Furthermore, dropping arbitrary program accounts as rewards hasn't even been covered, for example, locked token rewards, which of course can't be dropped directly onto an AMM style pool, since they are not tokens. So, if one did go with an AMM style pool, one would need a separate mechanism for handling more general rewards like locked token accounts. Ideally, there would be a single mechanism for both.

Reward Vendors

Instead of trying to push rewards to users via a direct transfer or airdrop, one can use a polling model where users effectively event source a log on demand, providing a proof one is eligible for the reward.

When a reward is created, the program must do two things:

  1. Create a Reward Vendor account with an associated token vault holding the reward.
  2. Assign the Reward Vendor the next available position in a Reward Event Queue. Then, to retrieve a reward, a staker invokes the ClaimReward command, providing a proof that the funds were staked at the time of the reward being dropped, and in response, the program transfers or, some might say, vends the proportion of the dropped reward to the polling Member. The operation completes by incrementing the Member's queue cursor, ensuring that a given reward can only be processed once.

This allows the program to drop rewards on the stake pool in a way that is on chain and verifiable. Of course, it requires an external trigger, some account willing to transfer funds to a new RewardVendor, but that is outside of the scope of the staking program. The reward dropper can be an off chain BFT committee, or it can be an on-chain multisig. It can be a charitable individual, or funds can flow directly from a fee paying program such as the DEX, which itself can create a Reward Vendor from fees collected.
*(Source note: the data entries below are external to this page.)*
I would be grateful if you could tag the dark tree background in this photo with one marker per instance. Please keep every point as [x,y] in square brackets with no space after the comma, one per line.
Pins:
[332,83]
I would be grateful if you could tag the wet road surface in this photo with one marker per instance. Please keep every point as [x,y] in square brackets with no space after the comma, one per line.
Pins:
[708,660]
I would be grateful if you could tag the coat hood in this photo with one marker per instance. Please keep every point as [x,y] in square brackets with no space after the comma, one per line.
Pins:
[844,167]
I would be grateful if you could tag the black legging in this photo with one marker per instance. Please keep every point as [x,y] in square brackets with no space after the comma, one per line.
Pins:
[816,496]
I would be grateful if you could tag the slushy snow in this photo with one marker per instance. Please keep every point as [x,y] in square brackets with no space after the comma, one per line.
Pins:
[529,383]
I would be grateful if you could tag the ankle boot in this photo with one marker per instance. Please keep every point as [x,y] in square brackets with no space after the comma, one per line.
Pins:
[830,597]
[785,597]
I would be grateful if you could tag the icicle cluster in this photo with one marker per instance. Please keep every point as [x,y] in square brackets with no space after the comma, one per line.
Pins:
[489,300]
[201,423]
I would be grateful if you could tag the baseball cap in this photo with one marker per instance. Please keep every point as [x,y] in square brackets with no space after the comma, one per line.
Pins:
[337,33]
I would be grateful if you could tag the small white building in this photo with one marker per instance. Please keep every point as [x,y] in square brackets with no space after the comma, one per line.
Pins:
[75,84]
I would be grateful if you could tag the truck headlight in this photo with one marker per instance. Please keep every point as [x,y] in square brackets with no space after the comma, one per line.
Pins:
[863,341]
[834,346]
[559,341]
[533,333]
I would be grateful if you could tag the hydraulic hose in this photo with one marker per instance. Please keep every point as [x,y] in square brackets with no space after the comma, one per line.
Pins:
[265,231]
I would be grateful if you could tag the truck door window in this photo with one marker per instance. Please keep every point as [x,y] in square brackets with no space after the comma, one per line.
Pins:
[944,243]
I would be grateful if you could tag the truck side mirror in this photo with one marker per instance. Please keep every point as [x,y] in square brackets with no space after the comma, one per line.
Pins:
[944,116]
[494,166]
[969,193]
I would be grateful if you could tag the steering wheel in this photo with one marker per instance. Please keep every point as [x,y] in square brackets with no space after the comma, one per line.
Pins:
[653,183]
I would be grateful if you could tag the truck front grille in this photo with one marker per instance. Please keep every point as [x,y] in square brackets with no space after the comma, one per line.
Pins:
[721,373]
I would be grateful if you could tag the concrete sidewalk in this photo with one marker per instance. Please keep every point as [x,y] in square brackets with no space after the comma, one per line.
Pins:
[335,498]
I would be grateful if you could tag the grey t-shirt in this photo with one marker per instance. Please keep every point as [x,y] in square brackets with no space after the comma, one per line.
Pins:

It doesn't matter to the Registry program.

Note that this solution also allows for rewards to be denominated in any token, not just the token being staked. Since rewards are paid out by the vendor immediately and to a token account of the Member's choosing, it just works. Even more, this extends to arbitrary program accounts, particularly Locked tokens. A Reward Vendor needs to additionally know the accounts and instruction data to relay to the program, but otherwise, the mechanism is the same. The details of Locked tokens will be explained in an additional document.

Realizing Locked Rewards

In addition to a vesting schedule, locked rewards are subject to a realization condition defined by the staking program. Specifically, locked tokens are realized upon completely unstaking. So if one never unstakes and incurs the unbonding timelock, one never receives locked token rewards.

Misc

Member Accounts

This document describes 4 vault types belonging to Member accounts. However there are two types of balance groups: locked and unlocked. As a result, there are really 8 vaults for each Member, 4 types of vaults in 2 separate sets, each isolated from the other, so that locked tokens don't get mixed with unlocked tokens.

Future Work

  • Arbitrary program accounts as rewards. With the current design, it should be straightforward to generalize locked token rewards to arbitrary program accounts from arbitrary programs.